The crowd answered with continuous "yeahs" and "yeses", and even more complaints.

"Here's a joke for you..." Cheren began, clearing his throat once more.

An awkward silence was present for a few moments, before Cheren raised his voice and screamed into the microphone. "YOU! YOU ALL! ALL OF YOU ARE JOKES! HAHAHAHAHHAHAHAHAHA! YOU'RE ALL JOKES. WHY DON'T YOU MAKE ME LAUGH HARDER? AREN'T JOKES SUPPOSED TO BE FUNNY? JAJAJAJAJAJAJAJAJAJAJA!"

Soon, he jumped off the stage, ran around like a raging maniac, laughing and squawking like some hybrid mix of a hyena and a kookaburra.

He ran up to Touya's table, flipped it over, made Touya fall out of his chair and burped in his face. "JAJAJAJAJAJA I'LL SHOW YOU FUNNY!"

He skipped out of the Chuckle Hut like the nerdy faggot he was, laughing and smiling like a maniacal baboon, causing the crowd, Bel, and Touya, to be too shocked to say anything.

The whole place was quiet again.
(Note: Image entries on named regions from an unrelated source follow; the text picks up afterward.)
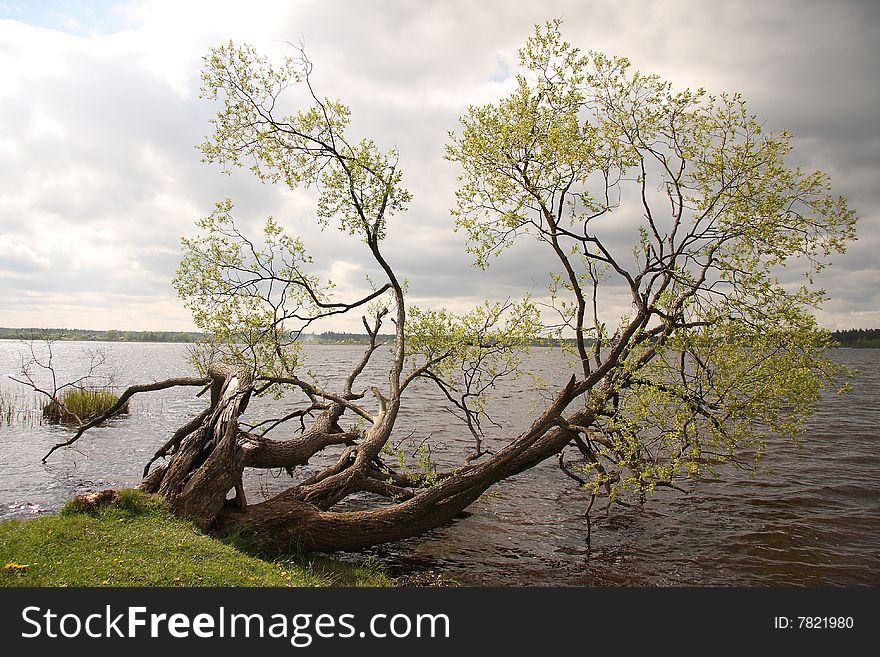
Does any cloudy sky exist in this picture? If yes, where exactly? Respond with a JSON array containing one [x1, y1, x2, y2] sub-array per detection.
[[0, 0, 880, 330]]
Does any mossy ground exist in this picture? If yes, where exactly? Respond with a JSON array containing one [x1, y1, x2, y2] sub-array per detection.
[[0, 491, 393, 587]]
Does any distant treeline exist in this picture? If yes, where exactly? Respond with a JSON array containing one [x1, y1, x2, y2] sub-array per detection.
[[0, 327, 204, 342], [0, 327, 880, 349], [831, 329, 880, 349]]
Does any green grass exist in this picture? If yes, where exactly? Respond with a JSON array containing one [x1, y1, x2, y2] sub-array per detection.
[[43, 388, 128, 422], [0, 491, 393, 587]]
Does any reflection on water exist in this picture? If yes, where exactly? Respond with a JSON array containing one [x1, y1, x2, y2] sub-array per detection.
[[0, 341, 880, 586]]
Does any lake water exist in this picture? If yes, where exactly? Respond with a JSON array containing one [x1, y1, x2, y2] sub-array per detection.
[[0, 341, 880, 586]]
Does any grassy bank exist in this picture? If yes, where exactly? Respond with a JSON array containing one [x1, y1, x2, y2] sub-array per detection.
[[0, 491, 392, 586]]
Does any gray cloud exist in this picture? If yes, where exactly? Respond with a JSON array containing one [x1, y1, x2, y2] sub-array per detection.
[[0, 0, 880, 330]]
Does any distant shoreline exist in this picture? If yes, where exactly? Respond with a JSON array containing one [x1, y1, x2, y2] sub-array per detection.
[[0, 327, 880, 349]]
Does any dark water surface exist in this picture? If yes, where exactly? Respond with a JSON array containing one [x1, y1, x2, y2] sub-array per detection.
[[0, 341, 880, 586]]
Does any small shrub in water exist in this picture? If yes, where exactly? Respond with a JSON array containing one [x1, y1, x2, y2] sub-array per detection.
[[43, 388, 128, 423]]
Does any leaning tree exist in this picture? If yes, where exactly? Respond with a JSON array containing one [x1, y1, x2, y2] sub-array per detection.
[[41, 22, 855, 550]]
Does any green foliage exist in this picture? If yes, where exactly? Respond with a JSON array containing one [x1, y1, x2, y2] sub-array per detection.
[[201, 42, 410, 241], [43, 388, 128, 423], [173, 199, 308, 376], [447, 21, 856, 496], [406, 297, 542, 414], [0, 491, 391, 587]]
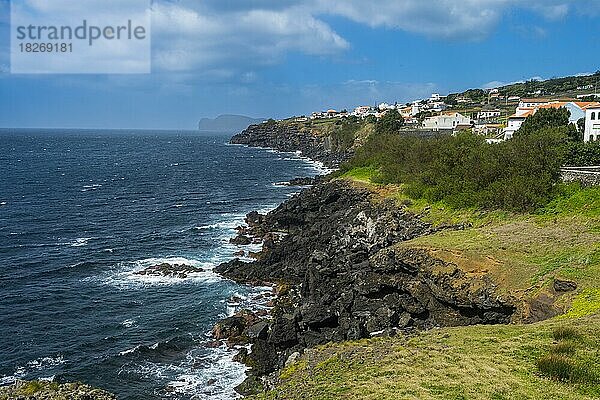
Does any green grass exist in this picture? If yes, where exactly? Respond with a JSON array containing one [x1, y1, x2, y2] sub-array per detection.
[[255, 314, 600, 400], [270, 179, 600, 400], [562, 289, 600, 319], [341, 167, 379, 183], [536, 326, 600, 395]]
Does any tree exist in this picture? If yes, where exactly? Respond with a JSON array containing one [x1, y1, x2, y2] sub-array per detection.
[[515, 107, 571, 137], [375, 110, 404, 134]]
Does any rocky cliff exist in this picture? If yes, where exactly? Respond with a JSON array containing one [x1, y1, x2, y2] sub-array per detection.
[[217, 181, 515, 393], [231, 122, 350, 167]]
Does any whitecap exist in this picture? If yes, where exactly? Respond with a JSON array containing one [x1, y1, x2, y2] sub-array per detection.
[[83, 257, 223, 290], [68, 238, 92, 247], [121, 318, 136, 328]]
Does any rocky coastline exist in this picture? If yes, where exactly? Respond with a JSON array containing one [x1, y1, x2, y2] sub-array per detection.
[[230, 122, 352, 168], [213, 180, 516, 395]]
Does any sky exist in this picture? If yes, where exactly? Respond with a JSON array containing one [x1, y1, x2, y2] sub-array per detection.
[[0, 0, 600, 129]]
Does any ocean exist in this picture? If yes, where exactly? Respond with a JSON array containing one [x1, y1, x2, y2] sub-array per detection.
[[0, 129, 323, 399]]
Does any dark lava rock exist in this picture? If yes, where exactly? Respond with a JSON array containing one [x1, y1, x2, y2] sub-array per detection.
[[212, 310, 258, 341], [229, 235, 252, 246], [286, 175, 325, 186], [235, 375, 263, 396], [134, 263, 204, 279], [231, 123, 352, 167], [216, 181, 515, 384], [244, 321, 269, 339], [554, 279, 577, 292], [0, 381, 117, 400]]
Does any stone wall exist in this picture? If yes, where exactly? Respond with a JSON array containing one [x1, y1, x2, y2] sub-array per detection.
[[561, 166, 600, 186]]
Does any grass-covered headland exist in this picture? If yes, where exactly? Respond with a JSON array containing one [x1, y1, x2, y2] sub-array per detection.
[[257, 110, 600, 400]]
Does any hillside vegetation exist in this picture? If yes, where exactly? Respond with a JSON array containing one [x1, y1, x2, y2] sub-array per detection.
[[256, 105, 600, 400]]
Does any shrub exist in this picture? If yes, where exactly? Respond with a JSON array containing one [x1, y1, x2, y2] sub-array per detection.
[[342, 127, 566, 211], [537, 354, 593, 383], [565, 142, 600, 167], [552, 326, 581, 341], [550, 340, 577, 356]]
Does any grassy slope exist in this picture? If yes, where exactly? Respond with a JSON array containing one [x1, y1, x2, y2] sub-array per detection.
[[251, 176, 600, 399], [259, 315, 600, 400]]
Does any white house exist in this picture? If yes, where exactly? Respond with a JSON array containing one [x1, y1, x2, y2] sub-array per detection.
[[504, 108, 536, 140], [423, 112, 471, 131], [429, 93, 442, 103], [518, 98, 550, 109], [477, 110, 501, 120], [583, 103, 600, 142]]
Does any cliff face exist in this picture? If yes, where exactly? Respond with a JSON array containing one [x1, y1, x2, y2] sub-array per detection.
[[218, 181, 515, 394], [231, 122, 349, 167]]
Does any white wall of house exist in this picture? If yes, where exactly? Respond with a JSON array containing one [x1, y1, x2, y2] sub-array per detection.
[[504, 117, 525, 140], [583, 106, 600, 142], [423, 113, 471, 131]]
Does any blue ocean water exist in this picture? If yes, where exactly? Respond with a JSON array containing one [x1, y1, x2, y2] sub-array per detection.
[[0, 130, 320, 399]]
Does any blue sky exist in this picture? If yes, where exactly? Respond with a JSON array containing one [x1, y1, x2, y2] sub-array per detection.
[[0, 0, 600, 129]]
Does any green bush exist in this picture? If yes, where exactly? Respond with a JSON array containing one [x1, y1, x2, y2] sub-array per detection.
[[552, 326, 581, 340], [343, 127, 565, 211], [550, 340, 577, 356], [565, 142, 600, 167], [537, 354, 595, 383]]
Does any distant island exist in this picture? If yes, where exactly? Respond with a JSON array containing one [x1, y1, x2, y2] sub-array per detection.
[[198, 115, 265, 133]]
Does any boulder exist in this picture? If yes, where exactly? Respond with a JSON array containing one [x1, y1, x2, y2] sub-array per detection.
[[554, 279, 577, 292]]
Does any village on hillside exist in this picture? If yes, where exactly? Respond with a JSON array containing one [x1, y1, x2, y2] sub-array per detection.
[[293, 75, 600, 143]]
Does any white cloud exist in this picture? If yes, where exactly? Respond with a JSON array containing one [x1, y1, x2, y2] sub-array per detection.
[[153, 3, 350, 75], [146, 0, 600, 77]]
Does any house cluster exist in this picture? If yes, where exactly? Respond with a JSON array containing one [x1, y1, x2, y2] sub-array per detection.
[[503, 98, 600, 142]]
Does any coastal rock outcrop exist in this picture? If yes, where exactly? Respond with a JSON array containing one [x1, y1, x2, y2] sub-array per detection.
[[0, 381, 117, 400], [216, 181, 515, 390], [231, 122, 350, 167], [134, 263, 203, 279]]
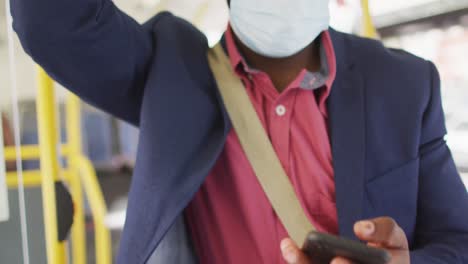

People began to get up and leave, hoping to avoid the insane, laughing nutcase outside. They whispered to each other, while Bel helped Touya up from the ground. Bel then asked something to Touya that eventually made him want to shoot himself after tonight. "Touya..."

"...y...yes?" he stammered, not expecting what happened.

"Is Cheren secretly Mexican? He was laughing like one."

Touya was surprised Bel knew what Mexicans were.